Having led a group discussion about the book with some people from a pretty straight charismatic/evangelical church, one of the big points of debate we got into was whether or not people ought to be paid to be in full time ministry.
Perhaps it shouldn’t have done, but one contribution took me a little by surprise:
“The trouble is that we are all busy professional people, and so to solve the problem of all this stuff that needs doing in the church we say, ‘hey, why don’t we pay you to go full time’. Then the person we pay starts working and is surprised to find that nobody is volunteering for stuff, while we all turn up on Sunday and want something delivered by them without any hassle.”
Again it seems that the hectic blind alley of the city can lead to situations that don’t really suit anyone, but everyone struggles to change.
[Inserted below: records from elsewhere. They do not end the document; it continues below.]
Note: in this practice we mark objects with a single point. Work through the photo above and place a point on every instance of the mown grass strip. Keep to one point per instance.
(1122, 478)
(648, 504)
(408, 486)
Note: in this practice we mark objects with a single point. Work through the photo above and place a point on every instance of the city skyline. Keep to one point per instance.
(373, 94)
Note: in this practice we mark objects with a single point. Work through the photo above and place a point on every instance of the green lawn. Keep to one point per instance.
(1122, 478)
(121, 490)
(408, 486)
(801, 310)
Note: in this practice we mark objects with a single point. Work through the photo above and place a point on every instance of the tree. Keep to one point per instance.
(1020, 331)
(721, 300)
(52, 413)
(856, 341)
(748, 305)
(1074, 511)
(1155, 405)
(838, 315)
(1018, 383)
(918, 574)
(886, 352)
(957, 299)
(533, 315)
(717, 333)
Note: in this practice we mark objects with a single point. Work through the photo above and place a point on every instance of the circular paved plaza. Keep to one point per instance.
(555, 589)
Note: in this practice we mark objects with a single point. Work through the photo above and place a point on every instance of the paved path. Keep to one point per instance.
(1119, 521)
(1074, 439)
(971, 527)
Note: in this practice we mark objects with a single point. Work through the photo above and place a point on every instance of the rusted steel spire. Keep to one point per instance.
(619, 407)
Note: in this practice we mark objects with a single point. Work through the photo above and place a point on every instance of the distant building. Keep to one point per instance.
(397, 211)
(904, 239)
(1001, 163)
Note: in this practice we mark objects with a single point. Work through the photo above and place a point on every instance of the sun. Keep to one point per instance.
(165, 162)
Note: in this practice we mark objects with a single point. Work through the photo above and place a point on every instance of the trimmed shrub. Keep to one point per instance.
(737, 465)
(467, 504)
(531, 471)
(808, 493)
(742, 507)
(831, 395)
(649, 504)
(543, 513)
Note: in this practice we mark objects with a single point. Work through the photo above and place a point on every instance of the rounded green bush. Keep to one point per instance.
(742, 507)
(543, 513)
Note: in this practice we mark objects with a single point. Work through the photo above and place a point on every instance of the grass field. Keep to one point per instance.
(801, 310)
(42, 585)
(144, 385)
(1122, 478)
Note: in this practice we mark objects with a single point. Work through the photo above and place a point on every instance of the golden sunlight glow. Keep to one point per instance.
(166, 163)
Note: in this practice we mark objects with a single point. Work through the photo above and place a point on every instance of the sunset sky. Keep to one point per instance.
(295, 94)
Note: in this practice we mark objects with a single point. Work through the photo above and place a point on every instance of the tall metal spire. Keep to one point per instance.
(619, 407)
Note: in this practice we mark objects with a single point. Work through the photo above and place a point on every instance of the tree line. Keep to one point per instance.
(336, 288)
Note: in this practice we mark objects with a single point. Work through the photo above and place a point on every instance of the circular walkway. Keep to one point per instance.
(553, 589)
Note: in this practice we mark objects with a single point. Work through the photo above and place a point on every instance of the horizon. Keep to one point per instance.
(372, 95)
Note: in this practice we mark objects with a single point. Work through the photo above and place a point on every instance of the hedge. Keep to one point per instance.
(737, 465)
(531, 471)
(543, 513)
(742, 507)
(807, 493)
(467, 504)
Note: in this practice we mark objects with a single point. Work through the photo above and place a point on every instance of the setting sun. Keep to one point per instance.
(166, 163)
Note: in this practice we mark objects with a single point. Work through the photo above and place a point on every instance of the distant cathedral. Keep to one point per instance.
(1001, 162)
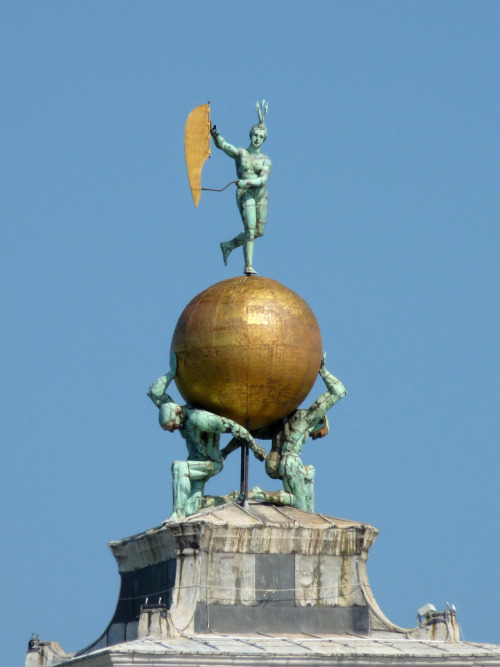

Then again, I know of situations where people are working as ordained ministers part time, but basically being exploited for their good will and finding things tough.
In a consumer society based on specialisation of labour, does employing leaders full time brings with it an immediate danger of everyone defaulting to them… And with that the vision and momentum of the group ending up becoming ‘top-down’? I know many CofE churches have actually found the most fruitful times have been in an interegnum where they actually have to get their hands dirty and get involved.
I don’t think this precludes some full time administration support, but wouldn’t think a better norm be a team of leaders who work part time in other jobs too? Is too much money wasted on salaries which could be better spent on actually doing the stuff?